Let’s talk about another aspect of the game: crossing rivers multiple times to get to the tourists requires something to walk on. Sounds simple, right? Yeah, it’s not simple. There are barrels upon barrels for crossing, but they are terrible. If you want to play a game where you keep falling into the river because the barrels are terrible, this is the game of your dreams. There are just too many problems with the barrels. Half the time I was able to walk across the water, making the barrels obsolete, the other times where I actually used the barrels were nothing special. Why not have one barrel per player in the game? Playing on your own? One barrel to cross the river. Playing co-op with a total of four people? Four barrels for you. It just makes more sense.

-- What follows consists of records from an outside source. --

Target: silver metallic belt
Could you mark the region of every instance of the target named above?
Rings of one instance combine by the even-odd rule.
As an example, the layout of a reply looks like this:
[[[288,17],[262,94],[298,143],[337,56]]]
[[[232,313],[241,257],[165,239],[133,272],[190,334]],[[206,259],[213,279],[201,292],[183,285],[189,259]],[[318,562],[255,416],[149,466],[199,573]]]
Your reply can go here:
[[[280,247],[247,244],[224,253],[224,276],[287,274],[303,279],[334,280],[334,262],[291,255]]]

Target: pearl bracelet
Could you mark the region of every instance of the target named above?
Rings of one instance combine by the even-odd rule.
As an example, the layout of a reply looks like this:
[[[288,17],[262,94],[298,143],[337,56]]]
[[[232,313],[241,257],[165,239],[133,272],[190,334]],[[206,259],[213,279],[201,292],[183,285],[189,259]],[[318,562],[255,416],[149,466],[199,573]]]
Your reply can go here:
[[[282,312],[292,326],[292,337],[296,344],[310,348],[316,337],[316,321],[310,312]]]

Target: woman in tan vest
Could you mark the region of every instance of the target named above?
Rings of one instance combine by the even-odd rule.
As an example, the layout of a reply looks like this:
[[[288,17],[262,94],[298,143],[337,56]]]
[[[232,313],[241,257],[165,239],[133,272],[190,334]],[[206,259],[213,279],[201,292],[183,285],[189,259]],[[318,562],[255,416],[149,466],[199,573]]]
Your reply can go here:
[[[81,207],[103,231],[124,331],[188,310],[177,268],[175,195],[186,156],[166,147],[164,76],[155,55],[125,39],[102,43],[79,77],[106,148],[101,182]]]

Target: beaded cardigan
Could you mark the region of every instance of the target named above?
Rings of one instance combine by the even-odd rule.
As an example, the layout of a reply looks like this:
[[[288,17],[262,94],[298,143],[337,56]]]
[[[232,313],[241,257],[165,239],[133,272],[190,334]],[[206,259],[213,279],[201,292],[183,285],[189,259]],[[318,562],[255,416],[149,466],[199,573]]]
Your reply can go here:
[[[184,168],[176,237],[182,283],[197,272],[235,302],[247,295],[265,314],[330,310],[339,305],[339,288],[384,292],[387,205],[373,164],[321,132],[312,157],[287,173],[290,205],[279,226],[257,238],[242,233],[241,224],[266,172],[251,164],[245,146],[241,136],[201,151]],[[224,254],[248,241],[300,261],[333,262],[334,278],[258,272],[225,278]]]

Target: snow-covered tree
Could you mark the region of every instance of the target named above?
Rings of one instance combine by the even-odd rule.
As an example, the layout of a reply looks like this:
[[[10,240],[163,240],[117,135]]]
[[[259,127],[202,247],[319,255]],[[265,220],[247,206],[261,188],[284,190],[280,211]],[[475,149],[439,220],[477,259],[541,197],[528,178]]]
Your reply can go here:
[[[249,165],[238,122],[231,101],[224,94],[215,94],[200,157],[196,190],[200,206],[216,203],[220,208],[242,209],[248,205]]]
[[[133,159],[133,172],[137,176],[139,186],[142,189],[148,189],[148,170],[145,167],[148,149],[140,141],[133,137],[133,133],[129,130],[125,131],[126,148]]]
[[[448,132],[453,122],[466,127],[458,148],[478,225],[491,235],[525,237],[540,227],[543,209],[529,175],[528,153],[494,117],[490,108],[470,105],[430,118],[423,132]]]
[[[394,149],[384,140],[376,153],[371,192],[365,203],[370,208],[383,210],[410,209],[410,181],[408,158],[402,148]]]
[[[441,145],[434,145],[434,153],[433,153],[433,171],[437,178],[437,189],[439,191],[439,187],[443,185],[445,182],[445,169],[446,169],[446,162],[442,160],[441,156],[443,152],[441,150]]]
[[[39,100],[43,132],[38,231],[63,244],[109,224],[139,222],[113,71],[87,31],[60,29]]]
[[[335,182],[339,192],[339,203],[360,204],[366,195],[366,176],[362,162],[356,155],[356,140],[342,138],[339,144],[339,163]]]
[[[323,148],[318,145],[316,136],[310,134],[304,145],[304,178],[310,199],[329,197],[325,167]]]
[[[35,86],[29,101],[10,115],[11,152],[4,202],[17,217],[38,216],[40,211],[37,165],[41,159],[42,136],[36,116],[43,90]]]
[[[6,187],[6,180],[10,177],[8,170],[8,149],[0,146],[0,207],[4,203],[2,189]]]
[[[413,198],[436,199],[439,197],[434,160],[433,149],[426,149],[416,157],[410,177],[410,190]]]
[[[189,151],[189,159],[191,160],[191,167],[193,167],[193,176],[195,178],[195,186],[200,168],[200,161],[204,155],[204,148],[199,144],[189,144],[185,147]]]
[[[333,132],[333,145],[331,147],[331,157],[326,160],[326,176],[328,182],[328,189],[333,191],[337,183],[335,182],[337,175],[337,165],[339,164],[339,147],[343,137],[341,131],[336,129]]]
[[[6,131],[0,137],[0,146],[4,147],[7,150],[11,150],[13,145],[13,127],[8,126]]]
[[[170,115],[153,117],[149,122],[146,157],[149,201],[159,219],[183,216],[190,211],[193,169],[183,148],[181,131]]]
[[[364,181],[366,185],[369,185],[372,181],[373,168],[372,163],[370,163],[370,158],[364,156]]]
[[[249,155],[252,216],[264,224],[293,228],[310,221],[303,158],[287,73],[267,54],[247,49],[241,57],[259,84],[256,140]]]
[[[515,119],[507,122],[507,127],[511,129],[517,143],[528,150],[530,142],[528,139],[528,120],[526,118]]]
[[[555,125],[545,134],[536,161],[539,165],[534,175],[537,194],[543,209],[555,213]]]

So, this game could really be something. There is a lot of bone structure, but the physics feel wrong. Walking on water, getting your ass handed to you on single-player mode, and being way too easy on co-op. Let’s talk about the bones: new twist to the standard delivery type of game, original characters, great graphics, fantastic music and FX... it adds up to a winner, yet falls short when it’s about to cross the finish line. Add the meat! Give me a chance when I’m playing alone. Make me fall into water if I try to walk over it. Take some barrels out! It’s so close, but a little too skinny.


Whether you’re a sometimes gamer, hardcore gamer, cell phone gamer, or even a platform gamer, you’ve played a game similar to this. It’s mission driven, get A from place 1 and deliver to B at place 2, with levels increasing what you need to do and adding additional factors. Close your eyes for a second and think about it. Yeah, you probably thought of one of the big guys in this genre and I don’t blame you. They’ve been around for a good time. This title is different in its own ways, though. I’ve never been a cannibal before, or had to slice and dice tourists either. Both those things (along with the Hoochooboo) make this more of an original idea in the genre.


The Verdict: Fair

I’m middle of the road here. Cannibal Cuisine is an original take on the genre, which right off the bat makes me give it super props, but it plays either very difficult or very simple. There has to be a middle ground somewhere in there, right? If you're into these delivery genre games, go for it. It’s cartoony and you get to kill people — who doesn’t want to do that?! (I might have anger issues). If you’re a hardcore gamer, move along pal. This one isn’t for you. If you’re not hardcore and also not usually into this genre, well, flip a coin. Heads you buy and play, tails you buy and forget to play. Just kidding.